BROWN V. UNITED STATES, 113 U. S. 568 (1885)Subscribe to Cases that cite 113 U. S. 568
U.S. Supreme Court
Brown v. United States, 113 U.S. 568 (1885)
Brown v. United States
Argued January 13, 1885
Decided March 2, 1885
113 U.S. 568
APPEAL FROM THE COURT OF CLAIMS
In case of ambiguity in a statute, contemporaneous and uniform executive construction is regarded as decisive.
The provisions of the Act of August 3, 1861, ch. 42, § 23, 12 Stat. 291, relating to the retirement of officers of the navy, having been uniformly held, by the officers charged with their execution, to be applicable to warrant officers, are now held to be so applicable.
The Act of July 15, 1870, 16 Stat. 321, did not abolish the furlough pay list, and an order after the passage of that act retiring a naval officer on furlough pay was made in pursuance of law.
The administrator of a retired naval officer cannot, in order to recover from the United States an increase in the compensation of his intestate, take advantage of an alleged defect in the proceedings by which he was retired, and which he acquiesced in without objection during his lifetime.
§ 1588 Rev.Stat. does not apply to officers retired on furlough pay.
Officers of the navy on the retired list are not entitled to longevity pay.
James Brown, the intestate of the appellant, was a boatswain in the United States Navy. The petition in this case was filed against the United States by the administratrix of his estate in chanrobles.com-red
the Court of Claims to recover a balance of pay which she alleged was due to Brown at his death. The Court of Claims found the following facts:
Brown, the decedent, was appointed a boatswain in the Navy of the United States, January 4, 1862. On October 22, 1872, the Naval Retiring Board, before which he had been ordered by the Secretary of the Navy under the provisions of § 23 of the Act of August 3, 1861, 12 Stat. 291, reported that he was incapacitated from performing the duties of his office, and that there was no evidence that such incapacity was the result of any incident of the service. He was accordingly, upon the day last mentioned, by order of the President, retired on furlough pay. From October 22, 1872, to June 30, 1875, Brown received pay at the rate of $900 per annum, and from July 1, 1875, to June 6, 1879, at the rate of $500 per annum. On the day last named, he died.

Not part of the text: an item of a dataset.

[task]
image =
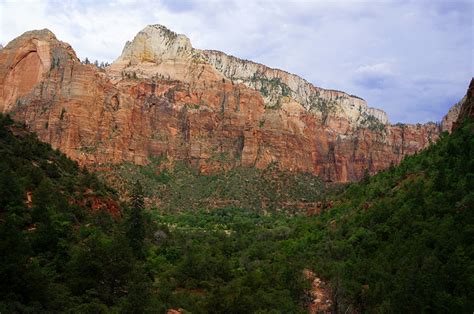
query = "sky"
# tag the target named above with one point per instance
(412, 58)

The court further found that the Acts of August 3, 1861, 12 Stat. 290, and of December 21, 1861, 12 Stat. 329, were soon after their enactment construed by the President and Navy Department to include warrant officers, and under that construction it had been the uniform practice of the President to place warrant officers on the retired list, and large numbers of these officers had been so retired. No protest or objection was made by Brown during his lifetime, either to his retirement or rate of pay. The accounting officers of the Treasury had uniformly held that longevity pay to retired officers was not authorized by § 1593 of the Revised Statutes.
From these findings of fact the Court of Claims deduced, as a conclusion of law, that Brown was legally placed on the retired list, and had received the full amount of pay allowed him by law, and was not entitled to recover, and entered judgment dismissing the petition. The appeal of the petitioner brings that judgment under review.

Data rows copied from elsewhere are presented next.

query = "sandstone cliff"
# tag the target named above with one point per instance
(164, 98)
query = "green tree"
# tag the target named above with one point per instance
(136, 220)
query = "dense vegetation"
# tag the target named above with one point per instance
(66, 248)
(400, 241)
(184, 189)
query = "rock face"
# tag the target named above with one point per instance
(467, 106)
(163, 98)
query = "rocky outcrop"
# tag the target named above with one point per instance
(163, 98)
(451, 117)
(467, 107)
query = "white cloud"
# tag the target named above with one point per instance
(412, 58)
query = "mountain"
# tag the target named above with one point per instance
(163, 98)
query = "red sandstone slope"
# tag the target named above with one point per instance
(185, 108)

MR. JUSTICE Woods delivered the opinion of the Court. He recited the facts in the foregoing language, and continued: chanrobles.com-red
It is not denied that up to July 1, 1875, Brown received all the pay to which he was entitled.
The first contention of the appellant is that the placing of Brown on the retired list was unauthorized by law, and that he was therefore entitled to the full pay of a boatswain from July 1, 1875, up to the time of his death.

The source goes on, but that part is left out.